When the Government levies more taxes on tobacco, people started smoking less.

Ask any addicted smoker, and you would see that this statement isn't true at all, and that's why it's a positive economic statement. Usually, when the government levies huge taxes on tobacco, people stop/reduce smoking. So it's, it's not an opinion since it is a fact (or opposite of fact). As a result, one can verify this by looking at the various statistics.

If an economist or expert offers their sagacious comment, this statement will turn into a statement under normative economics.

Importance

Since positive economics is fact-based, there is no assumption or opinions involved when the statements are prepared. Given the objectivity of the study, observing and analyzing economic theories and establishing relationships between two economic entities or concepts is easier.

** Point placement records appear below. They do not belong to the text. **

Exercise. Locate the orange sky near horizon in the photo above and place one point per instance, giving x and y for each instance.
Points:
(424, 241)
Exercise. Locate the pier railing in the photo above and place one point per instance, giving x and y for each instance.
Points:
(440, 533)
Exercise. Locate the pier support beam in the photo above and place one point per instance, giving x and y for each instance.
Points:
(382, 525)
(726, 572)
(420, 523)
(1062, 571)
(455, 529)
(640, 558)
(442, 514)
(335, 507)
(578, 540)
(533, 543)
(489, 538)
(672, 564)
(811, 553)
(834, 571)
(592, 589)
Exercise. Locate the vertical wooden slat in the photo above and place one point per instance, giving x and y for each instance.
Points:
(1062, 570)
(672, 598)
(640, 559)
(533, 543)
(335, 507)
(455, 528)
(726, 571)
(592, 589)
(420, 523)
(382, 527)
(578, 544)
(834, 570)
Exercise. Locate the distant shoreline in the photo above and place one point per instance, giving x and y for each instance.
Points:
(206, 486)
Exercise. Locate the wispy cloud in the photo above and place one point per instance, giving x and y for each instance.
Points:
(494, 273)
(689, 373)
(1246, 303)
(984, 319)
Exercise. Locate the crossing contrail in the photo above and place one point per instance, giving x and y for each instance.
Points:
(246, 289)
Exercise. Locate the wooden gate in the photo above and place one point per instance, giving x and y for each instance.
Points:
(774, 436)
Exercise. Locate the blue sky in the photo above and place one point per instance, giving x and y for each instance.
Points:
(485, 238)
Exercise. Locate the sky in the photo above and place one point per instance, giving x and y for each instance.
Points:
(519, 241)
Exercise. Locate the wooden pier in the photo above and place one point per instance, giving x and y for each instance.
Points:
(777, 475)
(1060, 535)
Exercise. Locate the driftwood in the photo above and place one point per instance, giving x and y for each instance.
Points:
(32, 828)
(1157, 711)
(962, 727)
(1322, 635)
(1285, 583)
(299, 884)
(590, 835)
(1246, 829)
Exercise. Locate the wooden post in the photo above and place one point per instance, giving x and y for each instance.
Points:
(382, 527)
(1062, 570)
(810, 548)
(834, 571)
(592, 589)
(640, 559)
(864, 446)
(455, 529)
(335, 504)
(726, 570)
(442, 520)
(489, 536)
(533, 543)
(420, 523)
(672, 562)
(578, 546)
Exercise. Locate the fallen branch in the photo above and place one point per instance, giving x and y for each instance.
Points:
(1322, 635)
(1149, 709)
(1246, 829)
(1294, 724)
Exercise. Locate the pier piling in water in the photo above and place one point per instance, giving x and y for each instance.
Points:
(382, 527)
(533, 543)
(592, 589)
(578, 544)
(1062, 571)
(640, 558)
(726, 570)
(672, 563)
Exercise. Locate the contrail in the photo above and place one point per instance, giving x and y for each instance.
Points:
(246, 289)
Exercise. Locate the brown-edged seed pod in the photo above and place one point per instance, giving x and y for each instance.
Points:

The fact-based analysis helps establish relationships between the market and price equilibrium. At a point, the equilibrium is what it is when there’s no further opinion applicable. This is where when a statement is derived or prepared, it falls under this type of economics.

Frequently Asked Questions (FAQs)

What is the difference between normative and positive economics?

Normative economics deals with hypothetical or future circumstances. This branch of economics takes a more individualized stance. It focuses on assertions about economic activity that are ideological, based on perspective, and opinion-driven.

What are some examples of normative economics?

To lessen the disparate distribution of wealth, the government should enact strong wealth tax regulations. Since inheritances belong to society, no one should be entitled to them. Products from countries with poor human rights records should have higher import taxes. Investors should cease buying vice stocks and adopt a more socially responsible attitude.

What are the three theories of economies?

Keynesian, Neoclassical, and Marxian economics are the three main schools of thought in the field.